One AI Can’t Really Disagree With Itself. So I Wired Up a Council of 18; Across Claude, Gemini, and Ollama.
Last Updated on May 27, 2026 by Editorial Team
Author(s): Alp Demirel
Originally published on Towards AI.
One AI Can’t Really Disagree With Itself. So I Wired Up a Council of 18; Across Claude, Gemini, and Ollama.

Repo: github.com/Alpsource/council-of-high-intelligence-gemini Original upstream by @0xNyk: council-of-high-intelligence (MIT)
“Argue both sides” is theater
You’ve done this. I’ve done this. “Steelman the opposite view. Argue both sides. Play devil’s advocate.” It feels rigorous. The output, almost always, isn’t.
Here’s why. A single LLM has one prior. When you ask one model to argue against itself, the same weights are generating both the position and the rebuttal. The rebuttal isn’t independent thinking — it’s the model’s learned representation of what a rebuttal should look like, which is itself a distribution shaped by training data, RLHF preferences, and the model’s tendency to hedge. You don’t get conflict. You get a model performing conflict, then quietly converging on a centrist conclusion that flatters its own priors.
That’s bad enough on its own. It gets worse when you start trusting it. You walked in unsure. You walked out with a confidently moderated take. The model never pushed on the assumption you should have questioned, because that assumption lives in its weights too.
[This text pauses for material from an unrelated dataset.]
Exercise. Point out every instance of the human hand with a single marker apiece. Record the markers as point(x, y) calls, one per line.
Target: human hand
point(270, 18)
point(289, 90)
I wanted a tool that fixes this structurally — not by prompting harder, but by making the disagreement come from genuinely different places. That’s how I ended up porting Council of High Intelligence to Gemini CLI, and then adding something to it.
What the council is
The original framework is by @0xNyk, released as a Claude Code extension. It’s a structured multi-persona deliberation system: 18 sub-agents, each one a historical thinker — Aristotle, Socrates, Ada Lovelace, Feynman, Torvalds, Machiavelli, Sun Tzu, Donella Meadows, Kahneman, Karpathy, Sutskever, Taleb, and seven more — plus a coordinator skill that runs them through a strict protocol before producing a verdict.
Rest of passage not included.